By David Ignatius
Talking with members of Congress at a gathering here last week was an education in the public’s wariness of new foreign entanglements – especially in Syria. It was a reminder that the post-Iraq era is only beginning, and that it may limit America’s ability to exercise power for the next few years.
The great advantage (and on occasion, disadvantage) of the House of Representatives is that its members are so close to their constituents. Most of them spend every nearly weekend back home in their districts. So they know what the public is thinking in a personal way that’s sometimes missing in Washington foreign-policy debates.
The discussion here arose during an off-the-record conference organized by a Washington group. One of the topics was possible U.S. involvement in Syria, and it provoked an intense conversation. Many members from both parties made clear how uneasy they are about new U.S. adventures in this part of the world.
“I can’t adequately describe how unwilling the American people are to get involved in another war in the Middle East,” said one congressman.
The skeptical mood was underlined by one member who quoted former German Chancellor Helmut Schmidt as saying: “The problem is that you Americans think every problem has a solution.” Well, not anymore – not after Iraq and Afghanistan.
Obama recognizes the national war fatigue and made it a subtle centerpiece of his bid for re-election. He was emphatic about bringing troops home from Afghanistan and doing nation-building at home, rather than abroad.
In his caution on Syria, Obama has been reading the public mood correctly. Personally, I hope the president will accept the recommendation of some of his advisers and provide training and other limited military assistance for the Syrian rebels. But he would do so without a solid base of public support, a bad way to begin any new commitment. If Obama does decide to get more involved, he will need to bring the country along with him.
The big question is whether America’s war weariness will undermine Obama’s pledge to use military force, if necessary, to prevent Iran from obtaining a nuclear weapon.
The House members who attended the conference seemed less skeptical about military options for Iran than for Syria. That’s partly because the Iranian threat is more obvious toward both the U.S. and Israel.

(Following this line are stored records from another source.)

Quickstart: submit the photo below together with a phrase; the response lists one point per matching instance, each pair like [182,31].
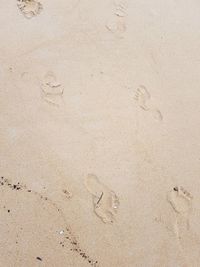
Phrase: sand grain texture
[99,133]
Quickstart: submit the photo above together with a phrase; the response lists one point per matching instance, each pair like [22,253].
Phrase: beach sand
[99,133]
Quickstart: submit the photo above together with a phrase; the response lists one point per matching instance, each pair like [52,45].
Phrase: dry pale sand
[100,133]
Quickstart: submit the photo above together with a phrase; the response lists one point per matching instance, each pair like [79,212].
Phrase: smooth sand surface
[100,133]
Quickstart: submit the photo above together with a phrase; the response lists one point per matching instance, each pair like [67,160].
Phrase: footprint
[181,202]
[52,90]
[144,101]
[105,201]
[142,96]
[116,24]
[29,8]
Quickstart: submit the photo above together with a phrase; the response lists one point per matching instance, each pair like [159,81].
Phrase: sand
[99,133]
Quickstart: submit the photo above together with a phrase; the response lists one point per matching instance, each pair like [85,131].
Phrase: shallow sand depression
[99,136]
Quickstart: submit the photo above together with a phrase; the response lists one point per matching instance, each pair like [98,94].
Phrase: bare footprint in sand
[105,201]
[181,202]
[144,101]
[51,89]
[29,8]
[116,24]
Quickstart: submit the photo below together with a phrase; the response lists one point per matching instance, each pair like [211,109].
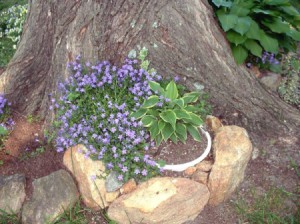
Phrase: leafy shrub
[94,110]
[167,114]
[11,25]
[289,89]
[255,25]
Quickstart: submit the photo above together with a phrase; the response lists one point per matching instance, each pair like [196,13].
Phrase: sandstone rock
[271,80]
[85,170]
[161,200]
[51,196]
[200,177]
[12,193]
[231,150]
[213,123]
[205,165]
[189,171]
[128,187]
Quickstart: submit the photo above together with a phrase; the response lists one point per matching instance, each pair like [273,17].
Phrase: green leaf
[239,10]
[154,130]
[294,34]
[235,38]
[150,102]
[148,120]
[167,131]
[269,44]
[243,25]
[182,113]
[169,116]
[171,91]
[239,54]
[194,132]
[139,113]
[277,25]
[161,124]
[253,47]
[219,3]
[228,21]
[179,102]
[174,139]
[154,86]
[181,130]
[158,139]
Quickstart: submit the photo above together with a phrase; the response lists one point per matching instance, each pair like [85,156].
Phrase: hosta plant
[169,115]
[254,26]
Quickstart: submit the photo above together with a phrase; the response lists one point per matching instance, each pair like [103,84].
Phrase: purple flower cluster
[94,109]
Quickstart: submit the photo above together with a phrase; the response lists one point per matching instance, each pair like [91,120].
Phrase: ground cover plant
[255,26]
[99,107]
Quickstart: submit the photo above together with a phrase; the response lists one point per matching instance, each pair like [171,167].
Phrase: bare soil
[270,166]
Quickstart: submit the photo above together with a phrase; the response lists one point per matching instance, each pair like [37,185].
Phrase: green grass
[268,208]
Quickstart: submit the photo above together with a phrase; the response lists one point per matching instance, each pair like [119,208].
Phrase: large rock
[52,195]
[12,193]
[85,170]
[161,200]
[231,150]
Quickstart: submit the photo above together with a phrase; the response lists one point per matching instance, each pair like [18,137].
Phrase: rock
[161,200]
[128,187]
[205,165]
[231,150]
[85,170]
[52,195]
[112,183]
[200,177]
[213,123]
[12,193]
[189,171]
[271,80]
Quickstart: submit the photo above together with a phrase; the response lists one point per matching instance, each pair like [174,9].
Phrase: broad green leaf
[243,25]
[269,44]
[139,113]
[194,132]
[161,124]
[169,116]
[179,102]
[181,113]
[239,54]
[294,34]
[277,25]
[148,120]
[227,21]
[154,130]
[181,130]
[174,139]
[158,139]
[167,131]
[235,38]
[290,10]
[154,86]
[253,47]
[224,3]
[195,119]
[171,91]
[254,31]
[239,10]
[150,102]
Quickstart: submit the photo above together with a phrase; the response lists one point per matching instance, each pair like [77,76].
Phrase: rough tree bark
[183,39]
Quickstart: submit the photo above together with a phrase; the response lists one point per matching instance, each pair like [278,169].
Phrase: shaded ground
[270,166]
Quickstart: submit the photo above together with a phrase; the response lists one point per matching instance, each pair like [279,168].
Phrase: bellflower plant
[94,109]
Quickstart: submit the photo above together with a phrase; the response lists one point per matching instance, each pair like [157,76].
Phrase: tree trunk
[182,38]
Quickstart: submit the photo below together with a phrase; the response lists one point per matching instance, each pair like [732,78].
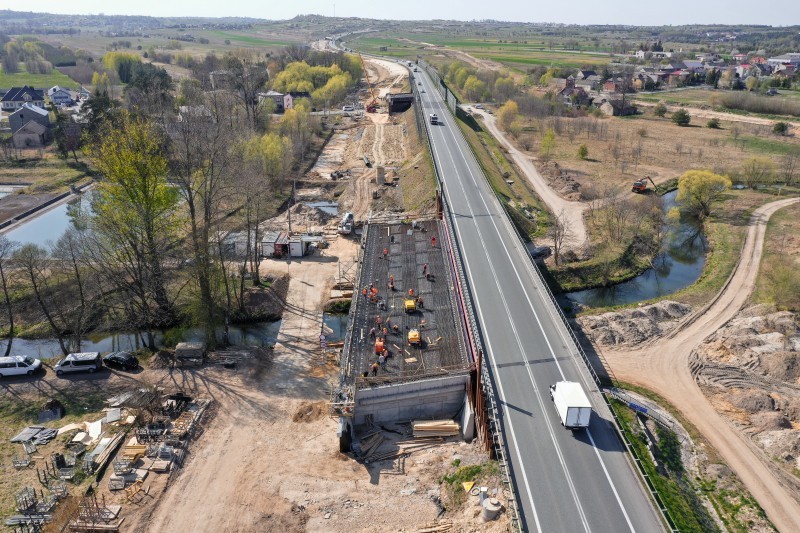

Visiting this sprawling city was a reminder of the mysterious process through which empires wax and wane. Turkey’s neo-imperial prospects seem to be rising for the first time in a century, with Turkish leaders talking about a new Ottoman hegemony in the region. America’s cloak of leadership, by contrast, seems a bit faded.
One Arab politician cautioned the group: “American credibility is being doubted in this part of the world.” What the members of Congress needed to remember, he said, was that “America remains indispensable.” But when the members are back home talking to constituents on weekends, this traditional invocation of global U.S. leadership is not what they’re hearing.